Um die Einsamkeit zu bekämpfen, denkt sich Lisa für ihren Bruder Geschichten aus: er sei von einem fremden Planeten und für die Lichtverhältnisse auf der Erde nicht gemacht. Da das Raumschiff aber beschädigt sei, müsse er hier auf der Erde bleiben.
Paul, der langsam beginnt, sich über den Tod Gedanken zu machen, setzt nun alles daran, das Raumschiff wieder flott zu bekommen. So hilft das Bild von der startenden Rakete nicht nur Paul, sein Schicksal zu akzeptieren, sondern auch Lisa, den Tod und dessen Unfassbarkeit begreifbar zu machen.

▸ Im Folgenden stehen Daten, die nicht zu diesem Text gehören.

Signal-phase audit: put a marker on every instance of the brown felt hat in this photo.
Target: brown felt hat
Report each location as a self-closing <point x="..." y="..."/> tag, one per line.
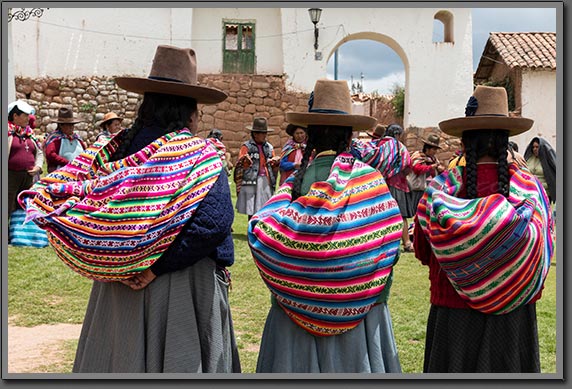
<point x="330" y="104"/>
<point x="432" y="140"/>
<point x="174" y="72"/>
<point x="487" y="109"/>
<point x="291" y="128"/>
<point x="65" y="116"/>
<point x="259" y="125"/>
<point x="378" y="132"/>
<point x="109" y="117"/>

Ein besonderer Coup dabei ist, dass die animierten Sequenzen der Raumfahrtabenteuer mit vollem Orchester unterlegt sind, wodurch diese, obwohl recht simpel animiert, eine Wucht bekommen, die einen noch tiefer in die Gefühlswelt der Protagonisten hineinzieht.
Die Regisseurin hat die jugendlichen Darsteller in Schulen gecastet. Man merkt ihnen den Amateurstatus zwar an (gerade was Stimmbildung betrifft), eigenartigerweise aber sorgt eben dieser Effekt für eine erstaunliche Glaubwürdigkeit.